Katılımcıların usulsüzlük karşıtı politikalara bakış açısının da ele
alındığı raporda, katılımcıların üçte ikisinin bu konuda olumlu üne sahip
şirketlerin ticari avantaj sağlayacağını düşündüğü, yüzde 45'inin büyük bir
rüşvet ya da usulsüzlük skandalına adı karışmış bir şirkette çalışmak
istemediği, yüzde 53'ünün adı büyük bir usulsüzlük olayına karışmış satıcılarla
çalışmayı düşünmediği ifade edildi. Anket
katılımcılarının yüzde 77'sinin usulsüzlük riskinin azalması için düzenleyici
kurumların gözetiminin artması gerektiğini düşündüğü, ankete yanıt verenlerin
yüzde 16'sının düzenleyici kurumların usulsüzlük suçlarına karışmış kişileri
cezalandırmakta etkin olduğunu, yüzde 42'sinin de düzenleyici kurumların bu
konudaki suçluları cezalandırmak istediği halde etkili olamadığını düşündüğü
kaydedildi. Raporda, düzenleyici otoritelerin
etkin olamamasının nedenleri arasında en ön sırada yüzde 53 ile usulsüzlüğün
önlenemeyecek kadar yaygın olması gelirken, bunu yüzde 30 ile yeterli hukuki
güçlerden yoksun olmaları, yüzde 28 ile de yeterli kaynağa sahip olmamalarının
izlediği ifade edildi. Türk katılımcılar
rüşvetle mücadele çabasında artış, alınan önlemlerde azalış olduğunu
düşünüyor Ekonomik krizin şirketler üzerinde
yarattığı baskının halen sürdüğü, bunun da yolsuzluk ve usulsüzlüğü artırdığı
belirtilen raporda, Avrupa ülkelerindeki katılımcıların oranına (yüzde 16)
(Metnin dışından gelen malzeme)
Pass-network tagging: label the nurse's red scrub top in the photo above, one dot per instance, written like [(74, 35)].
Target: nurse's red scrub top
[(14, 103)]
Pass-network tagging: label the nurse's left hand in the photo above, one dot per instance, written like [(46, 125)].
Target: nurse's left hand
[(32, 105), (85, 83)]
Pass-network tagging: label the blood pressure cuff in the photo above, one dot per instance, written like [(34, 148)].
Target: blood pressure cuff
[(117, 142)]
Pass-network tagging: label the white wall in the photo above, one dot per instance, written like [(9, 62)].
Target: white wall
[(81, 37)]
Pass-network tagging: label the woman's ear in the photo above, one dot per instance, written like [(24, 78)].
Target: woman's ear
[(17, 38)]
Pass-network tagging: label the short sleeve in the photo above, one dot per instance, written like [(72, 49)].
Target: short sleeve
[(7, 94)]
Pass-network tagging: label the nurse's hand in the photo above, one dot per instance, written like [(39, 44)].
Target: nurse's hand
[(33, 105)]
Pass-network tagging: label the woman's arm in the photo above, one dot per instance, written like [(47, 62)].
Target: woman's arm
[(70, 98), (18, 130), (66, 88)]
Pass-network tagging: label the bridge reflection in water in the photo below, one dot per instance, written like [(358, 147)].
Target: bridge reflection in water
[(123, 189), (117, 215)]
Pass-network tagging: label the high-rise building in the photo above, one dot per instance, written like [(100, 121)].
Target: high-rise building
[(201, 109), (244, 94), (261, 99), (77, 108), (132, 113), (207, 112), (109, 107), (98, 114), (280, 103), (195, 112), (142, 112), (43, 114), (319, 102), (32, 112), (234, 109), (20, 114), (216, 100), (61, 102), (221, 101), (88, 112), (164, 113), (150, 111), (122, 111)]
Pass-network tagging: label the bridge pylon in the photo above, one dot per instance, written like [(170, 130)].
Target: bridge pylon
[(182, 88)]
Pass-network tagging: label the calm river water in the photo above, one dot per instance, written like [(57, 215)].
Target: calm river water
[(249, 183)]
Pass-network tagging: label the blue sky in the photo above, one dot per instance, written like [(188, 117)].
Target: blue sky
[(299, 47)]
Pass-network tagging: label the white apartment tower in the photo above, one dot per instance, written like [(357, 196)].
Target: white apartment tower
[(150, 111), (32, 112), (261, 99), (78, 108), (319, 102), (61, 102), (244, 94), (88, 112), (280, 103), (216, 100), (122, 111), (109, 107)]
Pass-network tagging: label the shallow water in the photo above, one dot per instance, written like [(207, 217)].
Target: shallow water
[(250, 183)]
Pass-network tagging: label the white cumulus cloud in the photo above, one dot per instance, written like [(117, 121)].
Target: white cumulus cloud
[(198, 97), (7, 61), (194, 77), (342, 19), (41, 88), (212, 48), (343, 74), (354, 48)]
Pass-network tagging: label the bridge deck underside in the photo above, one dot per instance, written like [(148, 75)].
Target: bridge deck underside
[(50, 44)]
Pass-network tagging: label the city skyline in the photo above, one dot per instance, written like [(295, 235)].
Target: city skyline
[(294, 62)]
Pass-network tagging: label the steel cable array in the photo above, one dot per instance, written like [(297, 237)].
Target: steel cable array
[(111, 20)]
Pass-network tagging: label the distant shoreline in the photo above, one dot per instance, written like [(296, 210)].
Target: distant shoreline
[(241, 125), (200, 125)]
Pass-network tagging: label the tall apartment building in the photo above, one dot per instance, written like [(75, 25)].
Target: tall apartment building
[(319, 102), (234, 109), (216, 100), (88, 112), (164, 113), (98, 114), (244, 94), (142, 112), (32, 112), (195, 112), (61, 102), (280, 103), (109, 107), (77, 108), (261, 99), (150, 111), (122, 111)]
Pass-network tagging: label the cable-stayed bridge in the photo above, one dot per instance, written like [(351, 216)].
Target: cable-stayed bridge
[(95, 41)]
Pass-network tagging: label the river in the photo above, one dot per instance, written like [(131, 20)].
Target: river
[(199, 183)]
paralel olarak, Türk katılımcıların yüzde 17'sinin son iki yıl içinde
şirketlerinde önemli bir yolsuzluk olayı yaşandığını vurguladığı, bu oranın
geçen yıl açıklanan anket sonuçlarında yüzde 14 olduğu bildirildi. Raporda,
Türk katılımcıların yüzde 42'sinin (Avrupa ortalaması yüzde 29) şirketlerinde
usulsüzlükle mücadele çabalarının arttığını belirttiği, bu durumun Avrupa
genelindeki en yüksek oranı ifade etmekle birlikte geçtiğimiz yıla göre bir
düşüşün söz konusu olduğunu gösterdiği, 2009 yılı anket sonuçlarında bu oranın
yüzde 46 olarak yer aldığı kaydedildi. Anket
sonuçlarının, Türk katılımcıların usulsüzlüğü önlemek için özellikli önlem
alındığını düşünenlerin oranının 2 yıl öncesine göre yüzde 4 düştüğünü
gösterdiği belirtildi. Raporda, yolsuzluk eylemlerinin önlenmesinde tercih
edilen yöntemlere değinilirken, Türk yöneticilerin bu konuda yüzde 65'inin iç
denetim yaptırdığı, yüzde 47'sinin davranış ilkelerini caydırıcı bir önlem
olarak kullandığı, yüzde 43'ünün ise harcamaları daha sıkı kontrol ettiği
bildirildi. Caydırıcı bulunan diğer faktörlerin ise yüzde 43 ile dış denetim,
yüzde 36 ile hukuki durum tespiti olduğu kaydedilen raporda, Avrupa genelinde bu
oranların tamamının Türkiye'den daha düşük olmasının ise Türkiye için dikkat
çekici bir gelişme olarak nitelendirildiği vurgulandı.